On Mon, Jun 23, 2003 at 10:16:57PM -0700, Menchi Zh-En WP wrote:
From: "Menchi" ... 2) The following example is even more bizarre. There's no space added, no char changed, but yet 3 sentences were reddened:
http://zh.wikipedia.org/w/wiki.phtml?title=Wikipedia:%E5%B8%B8%E8%A7%81%E9%9...
Such difficulties renders what could be obvious vandalism in Western Wikipedias quite subtle in CJK Wikipedia.s
Menchi Zh-En
Ok, after the 6 inspections of that Chinese Wiki-diff -- 1 of which C-&-P'ed to Notepad, another to Word -- I gave you above: I found the difference, finally. It is a vandal (and I honestly thought just a newbie wanting to perfect our Mandarin wording! I mentioned vandalism merely as a possibility).

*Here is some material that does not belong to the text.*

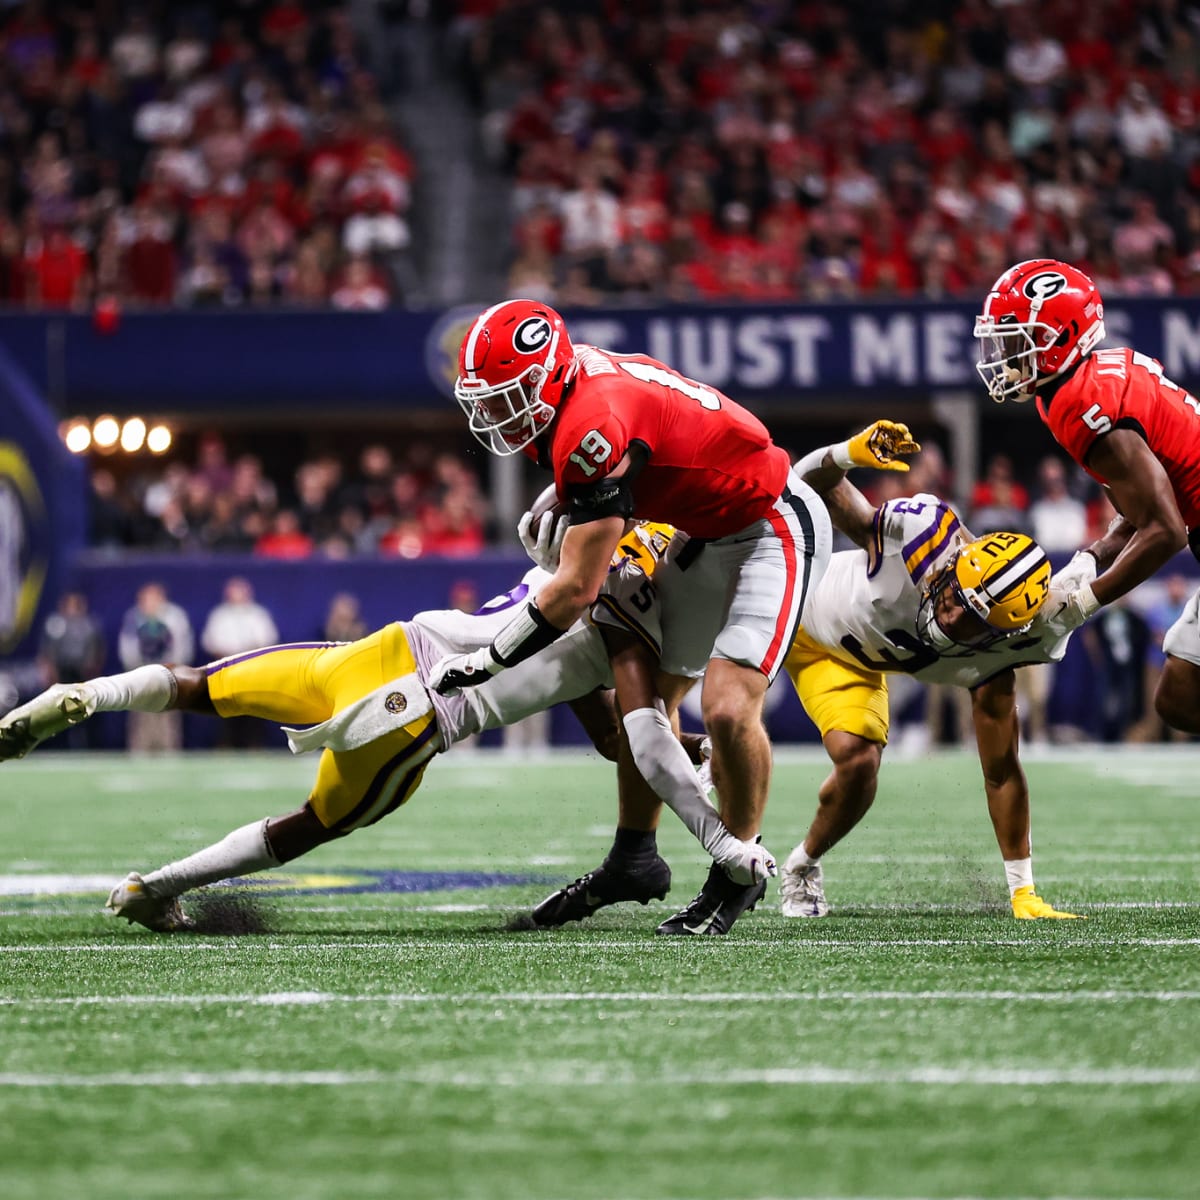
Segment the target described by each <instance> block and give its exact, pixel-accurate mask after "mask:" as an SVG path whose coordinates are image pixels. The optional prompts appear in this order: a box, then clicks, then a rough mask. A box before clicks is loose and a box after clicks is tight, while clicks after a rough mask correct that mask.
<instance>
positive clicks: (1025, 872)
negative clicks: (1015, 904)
mask: <svg viewBox="0 0 1200 1200" xmlns="http://www.w3.org/2000/svg"><path fill="white" fill-rule="evenodd" d="M1004 875H1006V877H1007V878H1008V894H1009V895H1012V894H1013V893H1014V892H1015V890H1016V889H1018V888H1032V887H1033V859H1032V858H1006V859H1004Z"/></svg>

The vandal changed the mentioning of the English WP creation year fr. 2001 -> 2006. A moronic joke or Anglophobist it is.
Anyway, that just further proofs the flaw of the current diff detection.
It's word-based, so it doesn't work well with spaceless scripts. The easiest thing would be to tell it that every CJK character is a word on its own. (there has to be some nice regular expression for CJK character)
On the other hand I'm not sure if Japanese and Koreans would be happy with that treatment of kana/hangul, so something more complex may be needed in future.